All she had to do was open Idrelle up.
It wouldn’t be so hard.
She didn’t need an axe. Her claws were her weapons. One slice, one carefully placed swing, would do it. She could hack into all the fleshy, woody parts of Idrelle and the Bright One and all his brothers and sisters could rush into her. And if Idrelle didn’t want it, if she resisted, well then, her blood-sap would feed the little ones.
They were so very hungry.
Kalyth felt them jitter eagerly at the idea and the Bright One nudged Kalyth with a gentle hand. She leaned over Idrelle, one arm raised. Her claws glinted in the moonlight.

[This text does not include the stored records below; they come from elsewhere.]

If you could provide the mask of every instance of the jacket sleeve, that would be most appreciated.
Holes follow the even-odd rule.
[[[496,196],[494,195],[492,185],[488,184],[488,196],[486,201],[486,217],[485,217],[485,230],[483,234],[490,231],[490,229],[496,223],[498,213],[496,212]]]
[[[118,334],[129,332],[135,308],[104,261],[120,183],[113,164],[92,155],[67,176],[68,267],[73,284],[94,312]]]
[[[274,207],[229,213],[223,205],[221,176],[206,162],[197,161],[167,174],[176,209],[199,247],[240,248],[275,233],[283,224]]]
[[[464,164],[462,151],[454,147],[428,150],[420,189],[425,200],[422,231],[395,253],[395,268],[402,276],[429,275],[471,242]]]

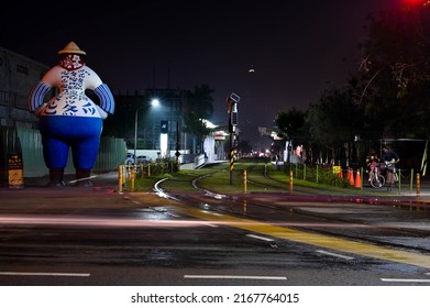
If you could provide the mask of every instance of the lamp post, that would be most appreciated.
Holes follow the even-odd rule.
[[[142,109],[145,109],[151,106],[158,106],[159,101],[157,99],[153,99],[150,105],[142,106],[136,109],[134,113],[134,164],[136,164],[136,148],[137,148],[137,119],[139,119],[139,111]]]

Idrelle stirred, frowning and fitful as she rolled onto her back, as if she could sense something was wrong. Idrelle was always so sensitive. How many times had she known something was wrong before Kalyth mentioned it? Idrelle cared for her, loved her.
She loved her so much.
The Bright One whispered how lovely it would feel, how warm. Idrelle’s blood would be like velvet running over her skin. All Kalyth had to do was drive her claws into the back of Idrelle’s head, crush her body between her fingers, pop legs from hips, arms from shoulders, tear into flesh with her teeth and–
Breath hitching, Kalyth jerked upright. She staggered away from Idrelle, horrified. She lost her footing. Tripped. Turned. Ran. She crashed through the forest, past the ash trees and the soulpods, through the copse of evergreens and into the field. Frost crackled beneath her feet as she sprinted across the snow and the little ones scampered into the warmer parts of her, coiled around her insides, fingers tugging, faces upturned and begging for heat and blood, blood and heat.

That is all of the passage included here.